In ancient Greece a messenger named Pheidippides ran from the city of Marathon to Athens to tell of the military victory the Greeks held over the invading Persians.
Though the military no longer uses running as a method of message delivery, running is still used as a way to maintain overall readiness, personal fitness and esprit de corps among Soldiers.
“What I like about running is (that) you get what you put in,” said Staff Sgt. Claudia McNally, a psychological operations specialist assigned to Company A, 6th Psychological Operations Battalion, 4th Psychological Operations Group, here.

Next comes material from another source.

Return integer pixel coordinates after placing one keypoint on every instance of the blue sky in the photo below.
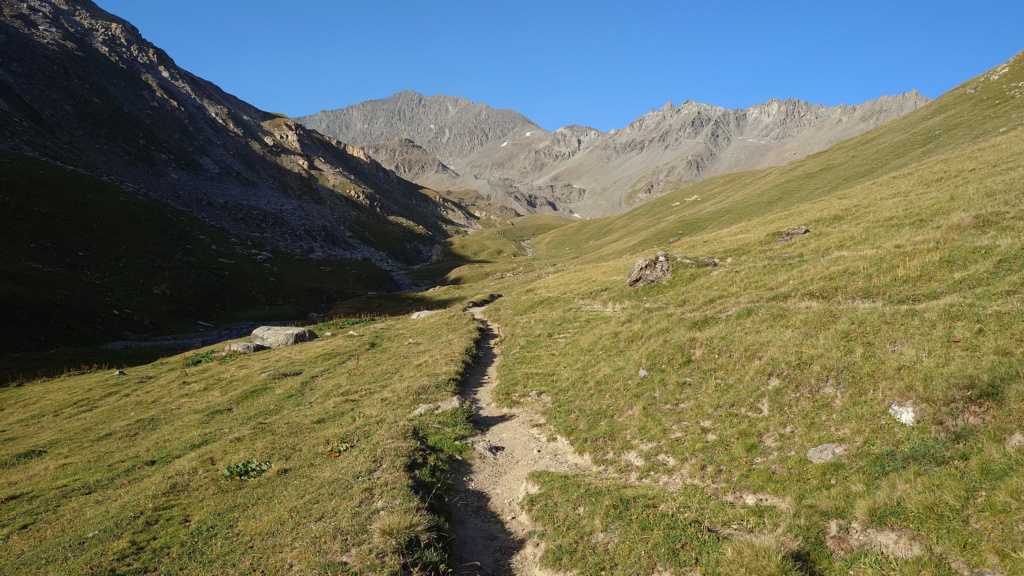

McNally and a team of other Soldiers will be representing Fort Bragg at the Army’s annual Army Ten-Miler in Washington D.C. Sunday.
McNally was born in Germany and moved to the U.S. at the age of 19 years old when she was recruited to run cross-country at Coastal Carolina University.
“I graduated with a Bachelor of Science in Business Administration but eventually decided to enlist,” McNally said.
Once in the Army, McNally joined the Fort Bragg Ten-Miler team in 2013.
“I found out about the team while I was still in SWCS (the U.S. Army John F. Kennedy Special Warfare Center and School), the selection program for Psychological Operations,” McNally said. “A friend of mine told me that I was a good runner and should tryout.”
Over the years she has alternated between running on the team and coaching it. This year is special for McNally, as this will be her last race representing Fort Bragg because she was accepted into the Army’s Officer Candidate School.
McNally has been working with U.S. Army Maj. Kelly Calway to prepare for the upcoming race. Calway not only coaches McNally, but also the All Army Women’s Marathon and Cross-Country team as well as runs for the All Army Ten-Miler team.
“We focus on building her (McNally’s) endurance early in the season,” Calway said. “So when it’s super hot down there at Fort Bragg she is getting in the miles.”
Calway designed workouts for McNally that will help her increase her efficiency and strength over time. This allows her to hit her peak during the race.
“Once she has a good base in endurance, I add in the anaerobic speed work,” Calway said.
McNally has proved herself to be a serious athlete who takes competition and her training very seriously, Calway said. It being her last run for Fort Bragg and the beginning of a new chapter in her military career only adds to her drive for success.
“She is one of the best people I have ever coached,” Calway said. “I’ve previously coached at West Point (United States Military Academy), the marathon team there, and I’ve coached a number of people and she is so dedicated.”
Though not running to deliver a message, McNally will be running the Army Ten-Miler Race with a sense of honor, because, like Pheidippides, she will be representing something bigger than herself.
“In the end everything happens for a reason,” McNally said. “I am looking forward to competing one last time for Fort Bragg and I am so honored to represent them.”